The first case came from a collaboration with Haidian District in Beijing Municipality, targeting on deeper learning and effective pedagogy. By drafting a roadmap for a participatory research–practice partnership to improve quality in kindergartens, Haidian’s example made an outline with eight steps: structing a partnership, developing a joint research agenda, developing data sharing agreements, communicating research and engaging stakeholders, using research, staffing and training, funding partnership work, and evaluating partnerships for improvement and impact.

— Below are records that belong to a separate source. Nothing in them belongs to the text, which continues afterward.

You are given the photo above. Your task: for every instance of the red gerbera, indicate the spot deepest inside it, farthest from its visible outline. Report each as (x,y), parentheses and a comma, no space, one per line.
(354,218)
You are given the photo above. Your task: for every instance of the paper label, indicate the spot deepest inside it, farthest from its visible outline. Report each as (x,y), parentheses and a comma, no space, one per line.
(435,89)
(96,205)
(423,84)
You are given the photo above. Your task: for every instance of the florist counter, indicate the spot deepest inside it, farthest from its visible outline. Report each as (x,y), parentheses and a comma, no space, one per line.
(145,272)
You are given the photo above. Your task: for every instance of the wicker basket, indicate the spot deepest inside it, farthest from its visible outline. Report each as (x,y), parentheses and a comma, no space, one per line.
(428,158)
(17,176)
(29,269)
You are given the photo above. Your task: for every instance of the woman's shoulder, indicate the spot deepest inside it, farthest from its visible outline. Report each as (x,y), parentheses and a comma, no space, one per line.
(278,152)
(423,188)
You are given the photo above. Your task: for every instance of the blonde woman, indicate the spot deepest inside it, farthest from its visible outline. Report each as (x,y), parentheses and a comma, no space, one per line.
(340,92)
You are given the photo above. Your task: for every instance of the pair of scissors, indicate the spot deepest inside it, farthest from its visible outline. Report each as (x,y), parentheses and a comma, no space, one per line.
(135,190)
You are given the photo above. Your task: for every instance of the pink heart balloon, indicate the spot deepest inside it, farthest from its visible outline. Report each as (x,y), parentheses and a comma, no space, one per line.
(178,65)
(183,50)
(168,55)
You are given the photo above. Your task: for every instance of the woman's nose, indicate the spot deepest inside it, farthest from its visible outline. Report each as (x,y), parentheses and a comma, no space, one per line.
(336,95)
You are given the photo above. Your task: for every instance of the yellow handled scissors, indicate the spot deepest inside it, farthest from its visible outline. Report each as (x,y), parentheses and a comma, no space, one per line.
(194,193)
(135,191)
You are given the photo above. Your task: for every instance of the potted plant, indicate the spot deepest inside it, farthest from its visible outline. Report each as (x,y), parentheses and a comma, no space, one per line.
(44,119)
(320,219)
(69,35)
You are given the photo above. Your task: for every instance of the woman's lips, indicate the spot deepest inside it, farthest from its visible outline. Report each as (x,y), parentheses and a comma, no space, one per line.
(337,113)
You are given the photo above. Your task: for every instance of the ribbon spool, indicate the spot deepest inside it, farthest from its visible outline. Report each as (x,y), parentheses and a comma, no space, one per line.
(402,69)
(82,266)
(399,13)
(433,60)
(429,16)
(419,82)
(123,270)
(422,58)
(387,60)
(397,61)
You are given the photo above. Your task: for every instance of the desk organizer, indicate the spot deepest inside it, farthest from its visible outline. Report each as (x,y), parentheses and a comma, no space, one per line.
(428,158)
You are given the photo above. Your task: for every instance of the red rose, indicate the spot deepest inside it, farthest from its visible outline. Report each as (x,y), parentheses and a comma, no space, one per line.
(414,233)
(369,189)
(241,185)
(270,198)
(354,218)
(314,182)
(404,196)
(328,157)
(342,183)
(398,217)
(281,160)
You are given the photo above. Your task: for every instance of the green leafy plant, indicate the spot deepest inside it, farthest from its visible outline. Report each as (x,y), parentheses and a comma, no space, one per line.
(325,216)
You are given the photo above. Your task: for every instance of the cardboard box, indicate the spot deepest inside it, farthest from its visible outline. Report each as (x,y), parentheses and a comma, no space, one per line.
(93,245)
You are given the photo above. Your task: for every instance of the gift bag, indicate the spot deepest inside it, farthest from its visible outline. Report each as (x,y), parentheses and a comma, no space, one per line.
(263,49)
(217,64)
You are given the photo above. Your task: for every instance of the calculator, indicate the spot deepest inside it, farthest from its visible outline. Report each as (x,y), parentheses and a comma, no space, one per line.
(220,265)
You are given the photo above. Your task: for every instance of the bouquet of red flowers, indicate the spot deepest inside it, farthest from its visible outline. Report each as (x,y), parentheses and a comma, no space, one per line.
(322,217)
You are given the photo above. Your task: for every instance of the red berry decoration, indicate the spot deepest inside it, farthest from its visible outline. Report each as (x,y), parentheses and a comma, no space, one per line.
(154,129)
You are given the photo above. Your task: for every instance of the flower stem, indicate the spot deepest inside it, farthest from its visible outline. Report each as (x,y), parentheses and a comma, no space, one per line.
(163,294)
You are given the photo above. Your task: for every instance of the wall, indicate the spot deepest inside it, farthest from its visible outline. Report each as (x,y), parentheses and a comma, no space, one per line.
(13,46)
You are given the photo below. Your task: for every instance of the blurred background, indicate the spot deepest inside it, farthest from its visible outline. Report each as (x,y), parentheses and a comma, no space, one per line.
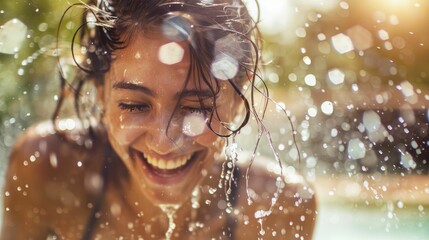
(352,75)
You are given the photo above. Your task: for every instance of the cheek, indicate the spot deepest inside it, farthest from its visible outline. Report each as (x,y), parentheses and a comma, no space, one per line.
(123,130)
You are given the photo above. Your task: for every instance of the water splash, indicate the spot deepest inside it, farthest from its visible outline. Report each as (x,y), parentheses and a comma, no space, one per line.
(171,53)
(12,35)
(194,124)
(169,210)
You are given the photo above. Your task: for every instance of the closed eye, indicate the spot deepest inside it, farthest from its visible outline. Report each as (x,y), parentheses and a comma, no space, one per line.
(133,107)
(199,110)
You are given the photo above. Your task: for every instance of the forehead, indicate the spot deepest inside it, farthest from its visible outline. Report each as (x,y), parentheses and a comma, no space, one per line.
(153,49)
(156,61)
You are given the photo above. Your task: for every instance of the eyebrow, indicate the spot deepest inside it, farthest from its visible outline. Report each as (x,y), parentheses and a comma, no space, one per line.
(185,93)
(133,86)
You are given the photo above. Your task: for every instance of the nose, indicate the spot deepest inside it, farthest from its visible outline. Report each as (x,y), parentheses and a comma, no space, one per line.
(164,135)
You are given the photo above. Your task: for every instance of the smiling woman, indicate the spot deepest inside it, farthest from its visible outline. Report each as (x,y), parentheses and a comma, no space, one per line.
(156,155)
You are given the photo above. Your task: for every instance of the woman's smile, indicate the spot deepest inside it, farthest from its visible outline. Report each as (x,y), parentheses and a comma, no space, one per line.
(163,169)
(156,116)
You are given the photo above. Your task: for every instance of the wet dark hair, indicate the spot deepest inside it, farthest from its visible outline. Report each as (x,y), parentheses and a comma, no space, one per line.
(212,28)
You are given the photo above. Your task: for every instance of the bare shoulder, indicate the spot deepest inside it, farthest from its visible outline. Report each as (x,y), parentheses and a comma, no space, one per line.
(276,206)
(46,172)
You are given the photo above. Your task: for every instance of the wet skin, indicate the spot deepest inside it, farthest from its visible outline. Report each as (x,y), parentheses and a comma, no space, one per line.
(54,190)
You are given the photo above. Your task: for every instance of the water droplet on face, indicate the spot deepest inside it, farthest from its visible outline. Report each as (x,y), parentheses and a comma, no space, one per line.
(171,53)
(169,210)
(224,67)
(12,35)
(356,149)
(194,124)
(407,161)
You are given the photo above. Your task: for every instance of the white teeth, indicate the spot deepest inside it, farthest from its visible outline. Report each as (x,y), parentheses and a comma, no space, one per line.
(167,164)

The second case discusses how to build up pedagogically strong approaches to early childhood education for sustainability in Shenzhen’s kindergartens. By focusing on negotiating researcher roles within a research-practice partnership, Shenzhen’s example offers insight into how individual researchers help cultivate and contribute to equitable partnerships.
Based on the two research stories, the keynote speaker provides some critical reflections and prospects in the later part.

Minyi Li

Minyi Li is an associate professor at the Institute of early childhood education, Beijing Normal University, China. She has a solid foundation in Early Childhood Education (ECE), and her background includes a master and doctoral degree in Comparative Education. She has always had the passion for children. She especially cares for the children’s environment and the quality of early childhood education. Her research topics includes comparative research in early childhood education, early childhood curriculum, pedagogy and assessment, early literacy and education, curriculum development and professional development, and national anti-poverty strategy and early childhood education. One of her latest contribution is a special issue on sustainability in the journal ECNU Review of Education. Of special interest for the keynote at this conference is her work with kindergarten staff development in Shenzhen (Guangzhou province), China.